The cruiser’s rotating beacon was still on when I stepped out into the parking area outside my front door. Suddenly I hoped this wasn’t about my friend Jessie.
I saw Trooper James H. Blake get out of his car. A former fullback at Colorado State, he’s a massive six-three with huge arms and torso. His strong arms carried a dun-colored sleeping bag, and it was soaked with blood.
Oh, c’mon, James H., I said to myself.
I took another look at the cruiser and saw a couple of plaid-shirted teenage boys in the backseat. A blonde and a redhead: long shaggy hair; angry, pouty faces.
My sinking heart told me that whatever was in the sleeping bag had been hurt by those two boys. I’ve heard all the rationale, so don’t bother to argue with me. I hate hunting, and I always will.
James Blake was obviously upset, too. I could tell he was trying hard not to lose it. He’s tried to date me a couple of times, and though I’ve declined, I do believe he’s a nice, decent, stand-up guy. So why don’t I date him? Because I’m a dumb bunny. Also, I’m holding out for Kit.
“Frannie, I hope you can do something,” James Blake said as he approached. Blood from the bundle in his arms was dripping onto
the gravel underfoot.
I pushed open the glass doors for James, led him through reception, then past hospital wards one and two.
“Nothing on Jessie, I assume,” I said.
“Nothing,” answered James.
As we passed number two, a loony-tunes black Lab who’d been dropped off to have his chompers cleaned started howling. That set off the basset hound with gastric torsion, and the stray shepherd cross.
Also Pip, my own Jack Russell terrier, who hangs out with the boarding dogs and can’t say no to a good barkathon.
The clamor disturbed the animal in the sleeping bag, and it started a panicky stir.
“Shut-tup, you guys!” I hollered at the dogs.
I showed James into an exam room and shut the door behind us.
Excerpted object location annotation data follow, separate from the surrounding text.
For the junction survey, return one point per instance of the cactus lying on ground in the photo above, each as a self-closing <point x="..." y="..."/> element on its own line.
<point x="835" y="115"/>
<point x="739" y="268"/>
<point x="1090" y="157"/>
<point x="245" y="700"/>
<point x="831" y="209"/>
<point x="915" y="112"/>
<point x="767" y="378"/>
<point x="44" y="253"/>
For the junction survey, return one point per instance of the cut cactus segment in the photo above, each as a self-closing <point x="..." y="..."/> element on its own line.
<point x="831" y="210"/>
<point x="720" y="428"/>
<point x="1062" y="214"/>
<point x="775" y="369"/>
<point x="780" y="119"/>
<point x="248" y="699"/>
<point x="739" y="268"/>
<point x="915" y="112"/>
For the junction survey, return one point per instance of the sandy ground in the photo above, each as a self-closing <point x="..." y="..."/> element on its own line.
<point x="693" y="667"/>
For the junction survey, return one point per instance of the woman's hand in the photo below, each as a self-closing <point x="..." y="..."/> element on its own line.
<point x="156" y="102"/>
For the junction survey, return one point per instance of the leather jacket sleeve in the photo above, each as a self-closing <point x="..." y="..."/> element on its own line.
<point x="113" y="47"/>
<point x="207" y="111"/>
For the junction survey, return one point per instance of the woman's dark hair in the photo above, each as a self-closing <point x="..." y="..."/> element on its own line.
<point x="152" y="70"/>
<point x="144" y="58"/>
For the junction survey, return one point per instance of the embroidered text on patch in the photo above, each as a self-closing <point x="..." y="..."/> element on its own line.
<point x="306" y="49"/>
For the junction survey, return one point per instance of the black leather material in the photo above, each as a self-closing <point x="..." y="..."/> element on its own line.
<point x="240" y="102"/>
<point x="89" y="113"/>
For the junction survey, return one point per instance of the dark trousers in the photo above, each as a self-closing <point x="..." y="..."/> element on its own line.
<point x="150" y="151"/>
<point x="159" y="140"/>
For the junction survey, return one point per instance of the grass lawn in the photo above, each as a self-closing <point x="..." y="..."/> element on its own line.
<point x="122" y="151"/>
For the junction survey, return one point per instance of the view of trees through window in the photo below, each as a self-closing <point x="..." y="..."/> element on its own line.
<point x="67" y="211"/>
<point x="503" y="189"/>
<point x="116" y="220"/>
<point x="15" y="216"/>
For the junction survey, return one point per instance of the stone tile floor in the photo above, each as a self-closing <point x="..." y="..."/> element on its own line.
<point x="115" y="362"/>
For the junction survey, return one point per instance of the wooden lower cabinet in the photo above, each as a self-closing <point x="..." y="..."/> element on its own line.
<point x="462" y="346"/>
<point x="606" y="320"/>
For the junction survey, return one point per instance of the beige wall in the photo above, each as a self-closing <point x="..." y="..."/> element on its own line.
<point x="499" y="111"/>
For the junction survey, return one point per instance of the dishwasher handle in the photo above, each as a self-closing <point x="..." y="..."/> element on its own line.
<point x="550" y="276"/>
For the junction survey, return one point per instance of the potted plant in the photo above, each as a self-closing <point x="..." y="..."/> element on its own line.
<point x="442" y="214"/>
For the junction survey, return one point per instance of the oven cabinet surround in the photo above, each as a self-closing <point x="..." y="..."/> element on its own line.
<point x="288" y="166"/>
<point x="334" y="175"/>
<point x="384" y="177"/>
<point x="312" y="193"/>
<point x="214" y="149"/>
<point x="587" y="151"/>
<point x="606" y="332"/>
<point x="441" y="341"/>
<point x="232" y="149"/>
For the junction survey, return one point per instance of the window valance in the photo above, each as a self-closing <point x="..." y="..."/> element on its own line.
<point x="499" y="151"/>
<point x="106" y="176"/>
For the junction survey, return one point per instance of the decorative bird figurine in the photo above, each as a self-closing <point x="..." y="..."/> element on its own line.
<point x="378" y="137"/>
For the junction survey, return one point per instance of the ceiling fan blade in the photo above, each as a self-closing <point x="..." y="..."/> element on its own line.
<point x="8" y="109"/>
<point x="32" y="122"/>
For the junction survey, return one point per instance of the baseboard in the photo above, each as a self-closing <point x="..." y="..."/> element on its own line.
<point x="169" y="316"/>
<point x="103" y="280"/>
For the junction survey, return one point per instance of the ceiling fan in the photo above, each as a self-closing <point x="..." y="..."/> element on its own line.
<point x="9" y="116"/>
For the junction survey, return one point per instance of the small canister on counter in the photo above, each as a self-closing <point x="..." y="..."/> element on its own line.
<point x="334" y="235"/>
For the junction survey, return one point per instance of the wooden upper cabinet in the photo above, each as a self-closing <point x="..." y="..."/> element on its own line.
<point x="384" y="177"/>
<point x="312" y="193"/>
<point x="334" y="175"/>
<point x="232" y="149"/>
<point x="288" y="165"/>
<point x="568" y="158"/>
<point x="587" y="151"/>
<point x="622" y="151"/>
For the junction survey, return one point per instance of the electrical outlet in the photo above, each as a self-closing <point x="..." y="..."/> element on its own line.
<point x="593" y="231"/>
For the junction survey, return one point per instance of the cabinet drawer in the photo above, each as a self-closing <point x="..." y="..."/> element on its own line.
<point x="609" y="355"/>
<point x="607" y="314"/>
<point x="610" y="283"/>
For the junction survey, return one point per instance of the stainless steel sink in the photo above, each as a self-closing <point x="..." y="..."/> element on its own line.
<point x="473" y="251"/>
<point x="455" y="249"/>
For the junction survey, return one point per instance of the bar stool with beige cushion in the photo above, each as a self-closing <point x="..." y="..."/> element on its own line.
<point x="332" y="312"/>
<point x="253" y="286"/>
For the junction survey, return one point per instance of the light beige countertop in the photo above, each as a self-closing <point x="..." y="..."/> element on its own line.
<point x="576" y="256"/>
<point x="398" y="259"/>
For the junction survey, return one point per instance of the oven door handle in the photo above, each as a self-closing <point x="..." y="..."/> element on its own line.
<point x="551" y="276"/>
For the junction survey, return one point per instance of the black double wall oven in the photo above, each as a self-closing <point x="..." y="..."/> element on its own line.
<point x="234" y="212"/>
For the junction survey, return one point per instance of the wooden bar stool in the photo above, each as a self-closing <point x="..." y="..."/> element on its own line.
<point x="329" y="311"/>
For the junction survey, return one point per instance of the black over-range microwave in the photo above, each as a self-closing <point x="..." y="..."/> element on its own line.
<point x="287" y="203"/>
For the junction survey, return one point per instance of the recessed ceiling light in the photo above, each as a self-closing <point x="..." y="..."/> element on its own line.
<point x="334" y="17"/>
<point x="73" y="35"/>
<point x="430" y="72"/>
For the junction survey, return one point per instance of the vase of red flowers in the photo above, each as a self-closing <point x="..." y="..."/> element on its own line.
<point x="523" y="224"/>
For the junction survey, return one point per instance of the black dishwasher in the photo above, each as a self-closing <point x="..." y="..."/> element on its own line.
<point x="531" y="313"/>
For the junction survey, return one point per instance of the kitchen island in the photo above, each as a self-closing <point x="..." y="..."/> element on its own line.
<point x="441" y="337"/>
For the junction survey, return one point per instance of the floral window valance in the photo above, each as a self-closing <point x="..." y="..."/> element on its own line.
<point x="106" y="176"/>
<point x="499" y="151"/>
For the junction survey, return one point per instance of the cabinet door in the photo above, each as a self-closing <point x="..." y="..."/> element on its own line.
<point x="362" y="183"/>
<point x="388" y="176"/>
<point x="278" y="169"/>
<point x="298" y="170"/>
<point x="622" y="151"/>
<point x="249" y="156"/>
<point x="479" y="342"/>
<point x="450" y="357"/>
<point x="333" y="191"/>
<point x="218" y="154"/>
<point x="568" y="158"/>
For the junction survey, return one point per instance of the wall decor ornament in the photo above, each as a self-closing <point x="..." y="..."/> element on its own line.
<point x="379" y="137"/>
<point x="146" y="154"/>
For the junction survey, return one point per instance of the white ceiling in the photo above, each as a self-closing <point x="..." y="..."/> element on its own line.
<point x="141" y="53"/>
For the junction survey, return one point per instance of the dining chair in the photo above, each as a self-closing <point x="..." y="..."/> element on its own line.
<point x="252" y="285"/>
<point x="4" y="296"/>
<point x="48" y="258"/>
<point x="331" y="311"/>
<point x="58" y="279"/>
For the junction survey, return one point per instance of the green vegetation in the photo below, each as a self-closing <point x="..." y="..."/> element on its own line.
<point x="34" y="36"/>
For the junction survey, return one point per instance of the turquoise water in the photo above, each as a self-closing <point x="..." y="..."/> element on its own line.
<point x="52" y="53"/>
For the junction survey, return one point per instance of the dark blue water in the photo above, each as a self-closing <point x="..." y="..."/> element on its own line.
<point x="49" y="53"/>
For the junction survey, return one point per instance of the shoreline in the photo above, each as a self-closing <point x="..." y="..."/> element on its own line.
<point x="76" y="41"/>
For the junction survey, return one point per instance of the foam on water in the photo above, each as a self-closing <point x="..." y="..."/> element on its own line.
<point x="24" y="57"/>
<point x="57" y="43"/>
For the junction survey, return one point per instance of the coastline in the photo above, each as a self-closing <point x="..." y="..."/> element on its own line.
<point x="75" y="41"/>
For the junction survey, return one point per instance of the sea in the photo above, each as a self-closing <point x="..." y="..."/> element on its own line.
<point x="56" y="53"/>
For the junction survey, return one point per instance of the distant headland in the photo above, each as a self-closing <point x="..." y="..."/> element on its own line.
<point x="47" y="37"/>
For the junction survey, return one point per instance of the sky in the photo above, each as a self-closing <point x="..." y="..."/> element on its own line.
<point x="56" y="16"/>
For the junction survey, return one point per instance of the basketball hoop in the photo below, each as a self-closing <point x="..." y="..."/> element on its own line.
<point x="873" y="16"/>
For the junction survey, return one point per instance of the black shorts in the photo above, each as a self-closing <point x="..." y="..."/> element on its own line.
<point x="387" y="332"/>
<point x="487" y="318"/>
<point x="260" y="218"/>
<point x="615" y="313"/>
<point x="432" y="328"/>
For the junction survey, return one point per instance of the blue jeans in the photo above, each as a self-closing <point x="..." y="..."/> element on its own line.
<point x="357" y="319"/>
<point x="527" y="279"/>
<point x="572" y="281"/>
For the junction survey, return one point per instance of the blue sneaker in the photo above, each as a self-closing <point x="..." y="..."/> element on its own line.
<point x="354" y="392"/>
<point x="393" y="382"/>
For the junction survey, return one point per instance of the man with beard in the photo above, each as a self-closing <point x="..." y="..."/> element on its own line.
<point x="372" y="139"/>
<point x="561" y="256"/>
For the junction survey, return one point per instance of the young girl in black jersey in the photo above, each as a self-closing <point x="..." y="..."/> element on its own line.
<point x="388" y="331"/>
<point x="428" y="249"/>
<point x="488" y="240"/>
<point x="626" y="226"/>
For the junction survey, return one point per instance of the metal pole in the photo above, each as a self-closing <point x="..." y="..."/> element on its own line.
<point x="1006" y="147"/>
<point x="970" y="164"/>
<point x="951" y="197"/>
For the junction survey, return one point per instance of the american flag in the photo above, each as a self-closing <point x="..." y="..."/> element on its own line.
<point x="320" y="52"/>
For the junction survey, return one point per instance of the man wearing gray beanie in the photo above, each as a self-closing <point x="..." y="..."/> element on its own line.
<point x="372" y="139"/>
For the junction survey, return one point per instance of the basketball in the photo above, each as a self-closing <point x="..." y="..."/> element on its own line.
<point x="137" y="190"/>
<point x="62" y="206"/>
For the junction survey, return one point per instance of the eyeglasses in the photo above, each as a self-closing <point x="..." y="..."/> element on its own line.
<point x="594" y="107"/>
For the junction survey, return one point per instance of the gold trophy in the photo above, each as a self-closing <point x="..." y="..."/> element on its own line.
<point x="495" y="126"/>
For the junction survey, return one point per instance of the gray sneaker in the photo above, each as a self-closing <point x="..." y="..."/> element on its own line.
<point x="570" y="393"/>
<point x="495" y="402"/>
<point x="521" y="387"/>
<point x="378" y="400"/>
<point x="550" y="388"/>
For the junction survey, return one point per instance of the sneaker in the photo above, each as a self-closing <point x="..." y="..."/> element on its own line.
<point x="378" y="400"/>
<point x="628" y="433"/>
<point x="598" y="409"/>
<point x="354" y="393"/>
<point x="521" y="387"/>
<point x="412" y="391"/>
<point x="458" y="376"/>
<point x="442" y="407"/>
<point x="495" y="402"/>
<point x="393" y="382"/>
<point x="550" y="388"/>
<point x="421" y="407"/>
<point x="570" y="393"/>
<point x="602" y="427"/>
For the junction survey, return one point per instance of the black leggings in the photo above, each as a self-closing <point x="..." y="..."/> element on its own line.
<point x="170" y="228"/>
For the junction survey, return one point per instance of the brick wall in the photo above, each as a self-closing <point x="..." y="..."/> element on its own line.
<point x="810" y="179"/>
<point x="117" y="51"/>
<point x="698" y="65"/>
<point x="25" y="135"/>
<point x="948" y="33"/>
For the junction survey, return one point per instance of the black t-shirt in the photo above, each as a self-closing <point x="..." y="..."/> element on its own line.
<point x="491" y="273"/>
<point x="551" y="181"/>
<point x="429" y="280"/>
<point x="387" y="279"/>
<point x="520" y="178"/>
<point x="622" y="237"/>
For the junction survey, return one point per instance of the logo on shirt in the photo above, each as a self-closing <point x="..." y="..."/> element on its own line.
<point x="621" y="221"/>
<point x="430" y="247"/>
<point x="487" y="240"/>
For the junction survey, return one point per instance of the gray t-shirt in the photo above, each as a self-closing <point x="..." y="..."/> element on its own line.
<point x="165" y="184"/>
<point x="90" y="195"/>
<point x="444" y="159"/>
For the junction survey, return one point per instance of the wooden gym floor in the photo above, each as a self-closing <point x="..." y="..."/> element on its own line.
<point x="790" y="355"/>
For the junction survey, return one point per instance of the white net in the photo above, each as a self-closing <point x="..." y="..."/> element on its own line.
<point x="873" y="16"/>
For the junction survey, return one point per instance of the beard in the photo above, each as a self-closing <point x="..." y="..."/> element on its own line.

A stray dog was napping on a window seat, snug in a pile of pillows. I started to unwrap the folds of polyester-filled bag.
Dog, cat, raccoon, or whatever, this was going to be an awful mess. That much I knew already.
But I was totally unprepared to be staring into the glazed-over eyeballs of a Gymnogyps californianus—a bird that, to my knowledge, hadn’t been seen in Colorado in two hundred years.
“What the hell is it, Frannie?” he asked.
“It’s a California condor,” I told him. “I’ve never seen one in the flesh. That’s because their flesh isn’t supposed to be around here.”
And it was weird-looking flesh at that. My newest patient had a bald head about the size of a large mango, with a longish hooked beak partially cloaked in pink wattles. There was a patch of stiff black feathers on its forehead, and where its neck met its shoulders was a wild ruff of thin black feathers that continued down the whole of its body, making this poor creature look like a weary old man wearing half of a gorilla suit.
“He sure is pretty,” said Blake.
I laughed. “Pretty rare, anyway. There are only about a hundred and sixty of these left in the world, and of those, sixty are wild and the rest are in captive-breeding facilities. Or so they say.”
It was the sad truth. Once ranging freely, by 1987 all but a dozen of these birds had been poached, poisoned, and shot nearly out of existence. With dedication and hard work, they’d been brought back to their current number in captivity.